Le chanteur Gims a donné le 22 mars une interview à une chaîne YouTube "Oui Hustle", qui s’est fait une spécialité d’interviewer des personnes plus ou moins connues. Et c’est un festival de n’importe quoi. Sans aucune contradiction.
Au début, ça a l’air tellement énorme que cela prête presque à rire. On a d’abord droit à une révision complète de l’Histoire de l’Egypte ancienne. «À l'époque de l'empire de Koush ( un royaume nubien très prospère du sud de l’Egypte, qui a vraiment existé), il y avait (dit il) « de l'électricité. Les pyramides qu'on voit là, au sommet il y a de l'or, l'or c'est le meilleur conducteur pour l'électricité. C'était des foutues antennes, les gens avaient l'électricité (...). La science, que (les Égyptiens) avaient, dépasse l'entendement et les historiens le savent»..
Ça n’est qu’un début.
Une relecture très personnelle de la façon dont les Humains se sont installés petit à petit sur la terre. «L'Afrique a peuplé l'Europe avant les Européens, on les appelait les “Afropéens”, ils ont été décimés par les “vrais Européens”, qui venaient d'Asie, explique doctement Gims.
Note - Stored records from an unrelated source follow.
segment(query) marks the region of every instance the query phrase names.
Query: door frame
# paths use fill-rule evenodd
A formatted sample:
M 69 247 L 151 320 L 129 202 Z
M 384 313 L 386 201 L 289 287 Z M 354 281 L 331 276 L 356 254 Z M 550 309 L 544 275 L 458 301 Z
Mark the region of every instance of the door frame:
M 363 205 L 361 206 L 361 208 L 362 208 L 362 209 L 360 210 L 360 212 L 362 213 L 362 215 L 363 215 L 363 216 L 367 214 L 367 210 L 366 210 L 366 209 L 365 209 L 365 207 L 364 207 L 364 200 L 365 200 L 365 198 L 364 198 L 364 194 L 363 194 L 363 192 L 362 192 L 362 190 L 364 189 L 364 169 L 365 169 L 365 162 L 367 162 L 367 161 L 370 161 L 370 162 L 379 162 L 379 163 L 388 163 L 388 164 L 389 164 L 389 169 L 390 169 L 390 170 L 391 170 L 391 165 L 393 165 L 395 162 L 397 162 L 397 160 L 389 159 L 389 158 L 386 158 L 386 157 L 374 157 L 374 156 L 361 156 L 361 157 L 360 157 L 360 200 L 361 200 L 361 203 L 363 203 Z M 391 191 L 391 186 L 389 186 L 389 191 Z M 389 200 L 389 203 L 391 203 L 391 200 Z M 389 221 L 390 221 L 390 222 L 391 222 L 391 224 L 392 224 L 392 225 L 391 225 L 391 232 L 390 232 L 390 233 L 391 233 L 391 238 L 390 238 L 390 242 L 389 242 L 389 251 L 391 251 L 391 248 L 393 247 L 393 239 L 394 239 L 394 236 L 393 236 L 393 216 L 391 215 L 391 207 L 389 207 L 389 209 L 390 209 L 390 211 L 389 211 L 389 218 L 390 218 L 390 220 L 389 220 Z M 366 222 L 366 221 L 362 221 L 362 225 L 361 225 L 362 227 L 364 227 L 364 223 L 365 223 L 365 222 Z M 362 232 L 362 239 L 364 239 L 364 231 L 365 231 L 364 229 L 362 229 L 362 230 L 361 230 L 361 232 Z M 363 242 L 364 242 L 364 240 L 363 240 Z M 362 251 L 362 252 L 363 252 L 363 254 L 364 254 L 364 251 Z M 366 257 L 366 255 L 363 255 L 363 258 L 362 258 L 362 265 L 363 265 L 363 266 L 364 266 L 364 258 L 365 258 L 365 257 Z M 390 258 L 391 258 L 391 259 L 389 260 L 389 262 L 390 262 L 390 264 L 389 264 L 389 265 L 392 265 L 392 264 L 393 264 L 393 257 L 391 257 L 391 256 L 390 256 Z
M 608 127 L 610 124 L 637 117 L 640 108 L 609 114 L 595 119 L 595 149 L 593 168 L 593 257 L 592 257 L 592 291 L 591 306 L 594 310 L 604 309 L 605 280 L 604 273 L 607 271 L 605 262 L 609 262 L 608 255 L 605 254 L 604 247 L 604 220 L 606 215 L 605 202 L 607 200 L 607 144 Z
«50.000 ans avant les Européens, la notion de chevalerie, on l'avait déjà. On retrouve aujourd'hui des tableaux cachés dans des catacombes, c'est des “renois” qui sont en mode chevalier, Lancelot tout ça. Bien sûr que cela existait déjà, c'est juste qu'il faut connaître notre histoire.»
On n’est plus seulement dans l’invention totale et la réécriture alternative de l’histoire.
Plus seulement, non. C’est un cran au dessus. Les pyramides, ça a toujours suscité le fantasme, les théories occultes. Un terrain de jeu commode, parce que si l’Histoire et l’archéologie progressent, il y a encore des choses qu’on ne sait pas expliquer.
Là, c’est autre chose, un complotisme, soutendu par une intention politique. Ce que Gims dit, c’est qu’il y aurait une histoire des Noirs que l’on chercherait à cacher, pour des questions de domination raciale. Et cette histoire, pour lui, elle trouve ses prolongements dans la situation en République démocratique du Congo et de la guerre qui s’y déroule encore. Il explique dans la même interview que la guerre est alimentée par des multinationales occidentales pour faire baisser le prix du coton. « Il faut dire la vérité », répète Gims.
Une intention politique ?
Oui, la même que quand Gims appelait, en les musulmans à ne plus lui souhaiter la bon année et son anniversaire, préférant «qu'on se concentre sur nos trucs à nous», les «frères muslims». C’était un plaidoyer pour le séparatisme culturel. La suite, c’est le séparatisme historique. Une histoire pour chaque communauté.
Inquiétant ?
L’audience de Gims est énorme. Trois millions d’abonnés sur Twitter, 11 millions sur FB, 11 millions sur YT. Autant de personnes confrontées à ses délires, le mal est profond : cesont autant de personnes invitées à penser que le système éducatif leur ment, sur tout.
Le temps et l’énergie qu’il faut pour rattraper ça, pour corriger ces monceaux d’âneries auprès des collégiens, des lycéens, est considérable. Si on y parvient.